5. Cook the Pancakes:
- Pour small amounts of the batter (about 2-3 tablespoons per pancake) onto the preheated skillet. This will create small, manageable pancakes.
- Cook each pancake for about 2-3 minutes until bubbles start to form on the surface.
- Carefully flip the pancakes using a spatula and cook for an additional 1-2 minutes until they are golden brown and cooked through.
6. Serve:
- Transfer the cooked pancakes to a plate and continue cooking the remaining batter.
- Serve warm with your favorite toppings, such as fresh fruit, yogurt, nuts, or a drizzle of honey or maple syrup.

Tips:

- For best results, use ripe bananas as they are sweeter and easier to mash.

- To achieve a smoother batter, blend the banana, eggs, and protein powder in a blender or food processor.

- Cook the pancakes on medium-low heat to ensure they cook through without burning.

- Use a non-stick skillet or a well-greased pan to prevent the pancakes from sticking.

- Don't overcrowd the pan; cook one pancake at a time for even cooking.

- If you prefer fluffier pancakes, you can add a pinch of baking powder to the batter.

- Top the pancakes with fresh fruits, a dollop of Greek yogurt, or a sprinkle of cinnamon for added flavor.

In just a few minutes, you can whip up these protein-packed banana egg pancakes to kickstart your day with a burst of energy.

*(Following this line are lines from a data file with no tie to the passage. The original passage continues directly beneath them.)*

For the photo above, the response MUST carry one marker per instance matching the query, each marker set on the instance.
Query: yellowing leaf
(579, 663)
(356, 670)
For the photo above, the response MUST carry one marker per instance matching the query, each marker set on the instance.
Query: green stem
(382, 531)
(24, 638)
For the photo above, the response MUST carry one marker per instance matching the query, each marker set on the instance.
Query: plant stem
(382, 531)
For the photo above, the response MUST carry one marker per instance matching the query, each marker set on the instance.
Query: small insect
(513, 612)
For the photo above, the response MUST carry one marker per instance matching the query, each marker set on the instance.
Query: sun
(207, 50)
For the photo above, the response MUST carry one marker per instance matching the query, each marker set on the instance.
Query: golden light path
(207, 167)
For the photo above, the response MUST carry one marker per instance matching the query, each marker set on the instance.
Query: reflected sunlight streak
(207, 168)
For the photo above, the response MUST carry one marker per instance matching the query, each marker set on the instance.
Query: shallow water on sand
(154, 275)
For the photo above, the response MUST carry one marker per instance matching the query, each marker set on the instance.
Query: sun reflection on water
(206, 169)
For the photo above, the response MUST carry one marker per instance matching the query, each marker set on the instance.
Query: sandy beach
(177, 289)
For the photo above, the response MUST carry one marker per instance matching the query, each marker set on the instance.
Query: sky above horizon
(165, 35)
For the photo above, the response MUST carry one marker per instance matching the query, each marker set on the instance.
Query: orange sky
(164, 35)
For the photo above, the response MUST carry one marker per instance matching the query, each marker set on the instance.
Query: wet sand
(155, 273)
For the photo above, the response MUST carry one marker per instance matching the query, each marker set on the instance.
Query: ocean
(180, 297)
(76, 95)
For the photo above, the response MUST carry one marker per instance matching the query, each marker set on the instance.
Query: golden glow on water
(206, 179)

Whether you're enjoying them as a post-workout meal or a healthy breakfast, this recipe is both versatile and satisfying. Remember to get creative with your toppings – a sprinkle of nuts, a drizzle of honey, or a handful of fresh berries can elevate your pancakes to the next level.

Nutrition Facts
Serving Size250 grams
Energy
Calories 350kcal14%
Protein
Protein 30g20%
Carbohydrates
Carbohydrates 30g8%
Fiber 2.63g7%
Sugar 18g19%
Fat
Fat 12g14%
Saturated 3.87g13%
Cholesterol 460mg-
Vitamins
Vitamin A 200ug23%
Choline 430mg79%
Vitamin B1 0.27mg23%
Vitamin B2 0.87mg67%
Vitamin B3 1.01mg6%
Vitamin B6 0.44mg26%
Vitamin B9 100ug26%
Vitamin B12 1.63ug68%
Vitamin C 15mg16%
Vitamin E 1.29mg9%
Vitamin K 0.45ug0%
Minerals
Calcium, Ca 150mg12%
Copper, Cu 0.13mg0%
Iron, Fe 2.10mg19%
Magnesium, Mg 88mg20%
Phosphorus, P 500mg40%
Potassium, K 630mg19%
Selenium, Se 40ug73%
Sodium, Na 180mg12%
Zinc, Zn 2.82mg26%
Water
Water 170g-
* Percent Daily Values are based on a 2500 calorie diet. Your daily values may be higher or lower depending on your calorie needs.